L'avenir de la Route verte? «Assurer l'uniformité dans la nomenclature, le balisage et la légende, précise Jean-François Pronovost. «Établir des partenariats avec Via Rail», souhaite Jacques Sennechael. «Vendre la route à l'étranger, ajoute Ronald Houde. C'est au tour de l'industrie touristique de prendre la relève et de rappeler les raisons pour lesquelles on vient au Québec: ses grands espaces, ses beaux paysages, son dynamisme, sa grastronomie, son accueil.»

L'infrastucture est là, il ne faut rien s'interdire. On peut déjà rouler sa bosse sur plus de 4000 kilomètres au Québec et même quitter le réseau pour emprunter les nombreux sentiers locaux qui s'y greffent. Le choix est vaste. L'Estriade, le réseau des Grandes Fourches, le Petit Témis, la Véloroute des Bleuets, le P'tit Train du Nord sonnent déjà chez les habitués de la Route verte comme une volée de cloches les jours de fête. Mais qu'en est-il du Corridor des Cheminots, de la ligne du Mocassin, du parcours des Anses? Il est essentiel de se procurer le guide La Route verte du Québec, publié aux éditions Vélo Québec, pour les connaître tous.

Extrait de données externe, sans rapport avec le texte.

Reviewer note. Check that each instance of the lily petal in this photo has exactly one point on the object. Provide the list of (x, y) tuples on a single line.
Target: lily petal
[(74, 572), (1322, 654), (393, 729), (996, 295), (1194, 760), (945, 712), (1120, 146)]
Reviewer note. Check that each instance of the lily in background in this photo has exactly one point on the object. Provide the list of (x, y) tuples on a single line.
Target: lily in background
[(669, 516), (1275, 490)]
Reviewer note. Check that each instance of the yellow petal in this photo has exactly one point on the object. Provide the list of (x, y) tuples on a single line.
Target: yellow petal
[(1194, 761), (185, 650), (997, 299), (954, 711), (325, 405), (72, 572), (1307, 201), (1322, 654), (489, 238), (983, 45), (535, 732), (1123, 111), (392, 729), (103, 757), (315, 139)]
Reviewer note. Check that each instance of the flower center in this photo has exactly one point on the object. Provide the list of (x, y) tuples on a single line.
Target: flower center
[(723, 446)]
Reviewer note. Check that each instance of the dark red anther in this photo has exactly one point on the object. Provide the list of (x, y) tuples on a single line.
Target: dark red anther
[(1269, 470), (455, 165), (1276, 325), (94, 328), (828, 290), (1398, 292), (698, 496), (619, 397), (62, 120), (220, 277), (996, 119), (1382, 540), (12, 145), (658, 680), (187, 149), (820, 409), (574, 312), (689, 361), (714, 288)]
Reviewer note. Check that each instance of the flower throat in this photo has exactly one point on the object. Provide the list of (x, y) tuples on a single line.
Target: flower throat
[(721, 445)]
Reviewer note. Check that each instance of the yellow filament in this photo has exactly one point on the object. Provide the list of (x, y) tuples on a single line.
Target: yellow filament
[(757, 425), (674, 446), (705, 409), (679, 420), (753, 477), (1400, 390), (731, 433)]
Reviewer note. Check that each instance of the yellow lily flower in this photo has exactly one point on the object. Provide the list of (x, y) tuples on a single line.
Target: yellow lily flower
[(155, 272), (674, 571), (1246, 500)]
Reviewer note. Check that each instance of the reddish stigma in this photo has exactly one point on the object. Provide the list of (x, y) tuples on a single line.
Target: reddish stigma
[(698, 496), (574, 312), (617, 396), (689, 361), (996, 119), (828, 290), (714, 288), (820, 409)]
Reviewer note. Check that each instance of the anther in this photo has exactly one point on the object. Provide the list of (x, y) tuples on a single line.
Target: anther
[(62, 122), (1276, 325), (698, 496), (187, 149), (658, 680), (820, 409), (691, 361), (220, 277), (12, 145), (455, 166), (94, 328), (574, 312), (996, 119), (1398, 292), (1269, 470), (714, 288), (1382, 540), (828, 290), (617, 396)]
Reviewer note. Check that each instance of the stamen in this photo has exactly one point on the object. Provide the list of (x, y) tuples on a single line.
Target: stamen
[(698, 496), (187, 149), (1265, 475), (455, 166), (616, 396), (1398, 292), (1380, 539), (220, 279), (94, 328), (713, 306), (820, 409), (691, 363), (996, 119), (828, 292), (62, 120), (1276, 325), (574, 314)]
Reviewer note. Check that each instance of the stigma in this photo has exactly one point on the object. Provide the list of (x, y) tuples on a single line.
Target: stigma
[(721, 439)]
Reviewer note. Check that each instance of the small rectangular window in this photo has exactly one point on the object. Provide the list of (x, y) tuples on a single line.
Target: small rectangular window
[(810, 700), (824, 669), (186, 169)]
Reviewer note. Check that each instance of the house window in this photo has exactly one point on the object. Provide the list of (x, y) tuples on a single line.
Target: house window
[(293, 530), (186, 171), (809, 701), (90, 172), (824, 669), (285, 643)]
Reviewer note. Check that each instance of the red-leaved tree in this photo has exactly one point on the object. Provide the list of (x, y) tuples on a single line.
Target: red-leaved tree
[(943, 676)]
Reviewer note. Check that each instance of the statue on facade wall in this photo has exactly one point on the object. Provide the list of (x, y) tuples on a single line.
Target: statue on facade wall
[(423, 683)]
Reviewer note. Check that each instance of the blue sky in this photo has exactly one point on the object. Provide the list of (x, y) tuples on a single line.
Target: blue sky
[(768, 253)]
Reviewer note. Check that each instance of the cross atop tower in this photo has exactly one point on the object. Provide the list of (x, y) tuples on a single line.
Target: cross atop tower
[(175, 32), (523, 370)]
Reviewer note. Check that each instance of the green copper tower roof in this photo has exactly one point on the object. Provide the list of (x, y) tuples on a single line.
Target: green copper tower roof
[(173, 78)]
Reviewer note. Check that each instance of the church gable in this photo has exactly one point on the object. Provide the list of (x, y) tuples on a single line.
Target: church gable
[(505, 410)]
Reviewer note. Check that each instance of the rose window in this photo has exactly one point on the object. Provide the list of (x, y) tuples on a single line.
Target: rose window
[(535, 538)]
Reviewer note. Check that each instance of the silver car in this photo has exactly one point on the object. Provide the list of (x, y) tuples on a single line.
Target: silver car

Un travail colossal!

En vrac

Pour rouler bien préparé sur la Route verte

Secrétariat de la Route verte

1251, rue Rachel Est, Montréal

514 521-8356, 1 800 567 8356, www.routeverte.com

Vélo Québec

1251, rue Rachel Est, Montréal

514 521-8356,1 800 567 8356, www.velo.qc.ca

À lire - Le magazine Vélo Mag, publié par Vélo Québec éditions, pour mieux connaître le monde du cyclisme au Québec et ailleurs.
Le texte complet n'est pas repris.